I looked up and down the beach, but the only sign of human inhabitation was a tiny rusting shed, leaning sideways against the wind, with palm trees bowing over with grace, as though in prayer. To which, I felt like contributing.

Then a twinkling on the surface of the water caught my eye, unlike sunlight on the ripple, this one remained in place for a second or two before disappearing. Once again it rose, an eight inch strip of cellophane, jerking nervously out of the water, a classic tailing bonefish and a big one at that. Two more tails jittered around for a while, then dropped away. Stripping line, I waded as carefully as possible towards the shoal, thankfully down wind of me, so my cast would be borne on the breeze. Then, as I began to false cast, I glanced at my feet to make sure that the line had not become caught to see a large brown shape nosing towards the back of my calf. A shark, not huge, in fact tiny in comparison with megalodon fossil records, but definitely capable of chewing off a substantial chunk of skin and bone.

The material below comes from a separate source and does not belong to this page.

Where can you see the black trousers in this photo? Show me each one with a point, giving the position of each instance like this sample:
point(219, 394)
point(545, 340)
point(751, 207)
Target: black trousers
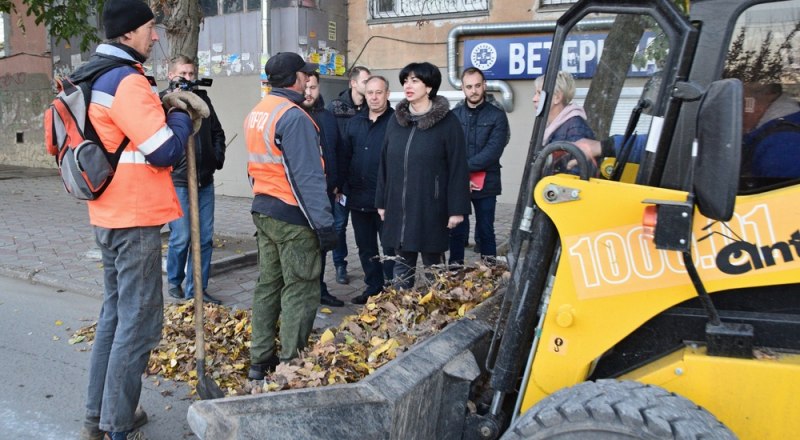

Bonefish forgotten, I performed a kind of spastic triple sulco and the shark belted away at pace. In retrospect, although I had over reacted to the presence of a shark only about the size of a Labrador, it is better to be safe than sorry. Equally, whilst I was relieved that there had been no one there to see my flailing, I’m sure that I would have remained dignified if there had been. Anyway, I was soon out of the water and walking back along the beach to my bicycle, mentally preparing a sound excuse for my family that did not involve loss of face.

"I was driven from the water by a shark," I could say. Mmm, factually correct and somewhat heroic to boot.